Only one shutter button means you rely 100% on the camera’s capabilities. Samsung NX cameras are good but can occasionally mis-focus. Without an LCD screen on the rear to check the focus, you could wind up taking loads of out-of-focus shots without knowing it. Being able to check your images right away can encourage you to look for a better composition or try again for other reasons (such as your friend closing his eyes, etc). Unless the Relonch 291 shows you the image in the EVF after taking the shot, you won’t have the possibility to review your photos whatsoever, and that can be a limiting factor.
There aren’t any specifications for the camera yet but being a Galaxy NX, we can guess many of them: 20.3MP APS-C CMOS sensor, ISO 100-25600 and contrast detection AF. The camera has an internal memory of 16GB and it is likely that the pictures will be deleted from the device once they have been transferred to keep enough space on the drive.
Then we have the post-processing aspect. I am wondering how they will decide what kind of look to give to your photograph: will you be able to build a profile on the Relonch website where you can select the look you prefer (maybe choose from a series of presets), so that the team knows how to post-process your images? For example, if you like a soft colour palette without too much contrast and you receive an over-saturated or HDR look-a-like image, you probably won’t like it.
Relonch explains that only the best images will be post-processed. So the next question is: who decides which images are worth editing and which ones aren’t? Is it done by a software automatically or will there be a person behind a computer making a decision? What happens to the images that are discarded? And what would be the maximum number of images they can post-process per day?
Finally there is the price concern: $99 per month ($1188 per year) may be affordable for some but I am not sure the average consumer would be ready to pay for such a service.
It may sound like I am building up more of a negative than positive opinion but there is one aspect I do like: having to wait to see the image can give your photograph more value. You could perceive it as more precious and worth sharing or printing. In the digital world where we consume imaging like we consume bread or water, it could have a positive effect.

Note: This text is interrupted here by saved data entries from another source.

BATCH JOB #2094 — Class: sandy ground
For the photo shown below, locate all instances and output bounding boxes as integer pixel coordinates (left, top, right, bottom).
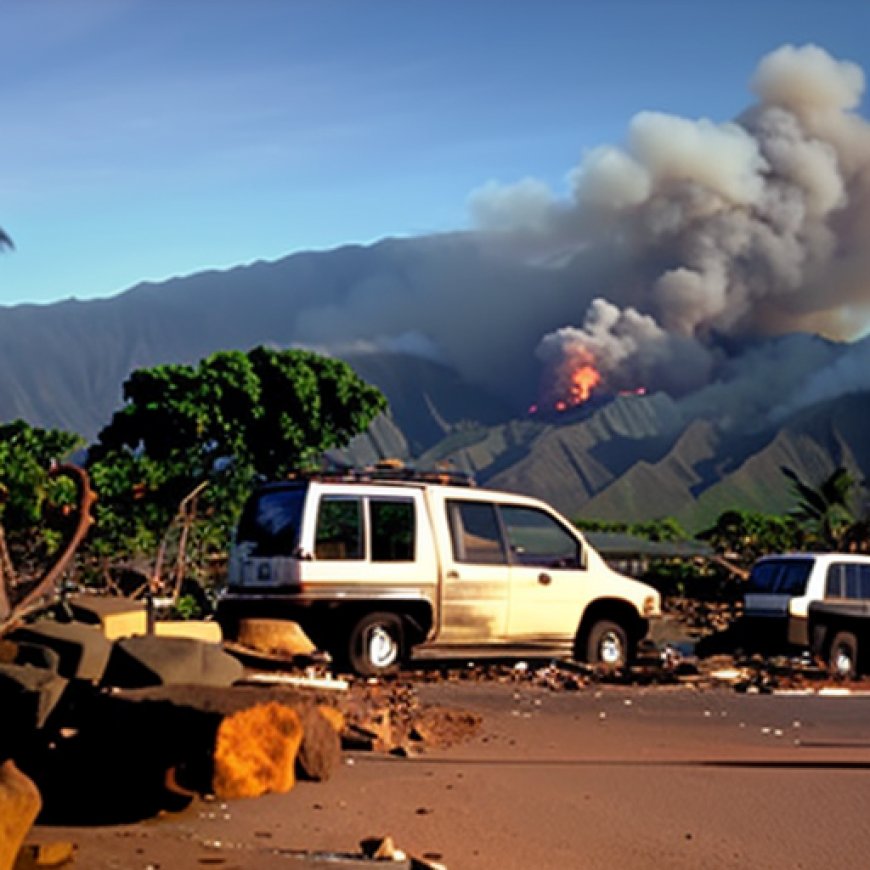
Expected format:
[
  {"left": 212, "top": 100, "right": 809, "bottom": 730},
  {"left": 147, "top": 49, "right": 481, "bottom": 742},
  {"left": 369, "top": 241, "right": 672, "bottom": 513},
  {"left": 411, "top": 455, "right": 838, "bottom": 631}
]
[{"left": 26, "top": 678, "right": 870, "bottom": 870}]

Relonch will have lots of time to answer any doubts or questions since their service won’t be ready before 2018. This also means that the camera and many other aspects of the service could be updated or changed. The team is still working on the algorithm. In two years time, they will offer a camera that can be customized in appearance to match your style while for 2020 they aim to release a smaller camera with the same image quality. For now you can test drive the prototype at the Relonch showroom if you live in Palo Alto (more info on their website).